Conditional Histograms Using Lattice Package, Output Plots Incorrect

Question

I'm using histogram from the lattice package to plot two histograms conditioning on a variable with two options: Male or Female.

histogram(~ raw$Housework_Tot_Min [(raw$Housework_Tot_Min != 0) & 
(raw$Housework_Tot_Min < 1000)] | raw$Gender)

Output of code: two histograms, minutes doing housework by gender

But, when I actually look at the data, these histograms are not correct. By plotting:

histogram(~ raw$Housework_Tot_Min [(raw$Housework_Tot_Min != 0) & 
(raw$Housework_Tot_Min < 1000) & (raw$Gender == "Female")]

and:

histogram(~ raw$Housework_Tot_Min [(raw$Housework_Tot_Min != 0) & 
(raw$Housework_Tot_Min < 1000) & (raw$Gender == "Male")]

I get two histograms again, but they look very different

Does anyone have insight on why these outputs don't match? I have a bunch more binary-type panels to plot, and having to do them separately really defeats the purpose of working with the lattice package!

I apologize if this belies a fundamental misunderstanding of an easy concept, I'm still very much a beginner at R! Many thanks for the help.

Answer 1

Turns out that the issue was around a mismatch of data based on the exclusions applied using the brackets. Instead of:

histogram(~ raw$Housework_Tot_Min [(raw$Housework_Tot_Min != 0) & 
(raw$Housework_Tot_Min < 1000)] | raw$Gender)

It should read:

histogram(~ Housework_Tot_Min [(Housework_Tot_Min != 0) & (Housework_Tot_Min < 1000)] | 
        Gender [(Housework_Tot_Min != 0) & (Housework_Tot_Min < 1000)], data = raw,
      main = "Time Observed Housework by Gender",
      xlab = "Minutes spent",
      breaks = seq(from = 0, to = 400, by = 20))
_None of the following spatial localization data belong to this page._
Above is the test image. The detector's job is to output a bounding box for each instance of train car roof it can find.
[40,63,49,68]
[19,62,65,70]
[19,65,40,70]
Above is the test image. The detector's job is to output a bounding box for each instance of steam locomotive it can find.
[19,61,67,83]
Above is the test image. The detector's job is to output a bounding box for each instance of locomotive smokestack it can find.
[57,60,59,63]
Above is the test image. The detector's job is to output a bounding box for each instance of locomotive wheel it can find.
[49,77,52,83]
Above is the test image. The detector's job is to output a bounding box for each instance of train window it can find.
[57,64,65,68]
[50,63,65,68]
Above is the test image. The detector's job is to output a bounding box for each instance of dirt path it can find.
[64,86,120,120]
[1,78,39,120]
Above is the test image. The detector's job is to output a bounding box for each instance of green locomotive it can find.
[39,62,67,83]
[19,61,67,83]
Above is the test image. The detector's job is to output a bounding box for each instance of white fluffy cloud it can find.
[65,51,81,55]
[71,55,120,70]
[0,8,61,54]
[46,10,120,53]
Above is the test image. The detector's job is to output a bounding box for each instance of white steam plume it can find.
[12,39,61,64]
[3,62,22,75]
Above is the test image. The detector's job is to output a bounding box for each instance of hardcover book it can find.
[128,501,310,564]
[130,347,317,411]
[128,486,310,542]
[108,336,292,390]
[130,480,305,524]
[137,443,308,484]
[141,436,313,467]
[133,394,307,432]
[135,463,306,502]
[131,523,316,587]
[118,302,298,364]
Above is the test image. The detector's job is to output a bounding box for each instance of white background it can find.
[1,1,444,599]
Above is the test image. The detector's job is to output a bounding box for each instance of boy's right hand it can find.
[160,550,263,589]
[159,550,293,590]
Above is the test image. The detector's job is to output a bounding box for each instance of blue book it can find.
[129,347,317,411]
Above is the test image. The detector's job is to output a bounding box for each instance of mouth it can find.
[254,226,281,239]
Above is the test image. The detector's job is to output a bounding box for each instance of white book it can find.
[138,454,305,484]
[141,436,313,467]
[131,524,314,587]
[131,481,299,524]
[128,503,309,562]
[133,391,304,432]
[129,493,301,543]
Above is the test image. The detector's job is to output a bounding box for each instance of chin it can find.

Note that the exclusions are now applied to both the housework time and gender variables, eliminating the mismatches in the data.

The correct plot has been pasted below. Thanks again to all for the guidance.

Updated Histogram

Answer 2

The problem is related with differing values in panel.args.common(i.e., the arguments common to all the panel functions, see ?trellis.object). Here is some sample code to clarify my point.

library(lattice)

## paneled plot
hist1 <- histogram( ~ Sepal.Width | Species, data = iris)
hist1$panel.args.common

# $breaks
# [1] 1.904 2.228 2.552 2.876 3.200 3.524 3.848 4.172 4.496
# 
# $type
# [1] "percent"
#
# $equal.widths
# [1] TRUE
# 
# $nint
# [1] 8

## single plot    
hist2 <- histogram( ~ Sepal.Width, data = iris[iris$Species == "setosa", ])
hist2$panel.args.common

# $breaks
# [1] 2.216 2.540 2.864 3.188 3.512 3.836 4.160 4.484
# 
# $type
# [1] "percent"
# 
# $equal.widths
# [1] TRUE
# 
# $nint
# [1] 7

nint (number of histogram bins, see ?histogram) and breaks (breakpoints of the bins) are calculated across all target panels, and therefore vary between hist1 and hist2. If you want these arguments to be identical so that the two plots look similar, you just have to run the following line of code after the two plots have been created.

hist2$panel.args.common <- hist1$panel.args.common
## or vice versa, depending on the number of bins and breakpoints to use

library(gridExtra)
grid.arrange(hist1, hist2, ncol = 2)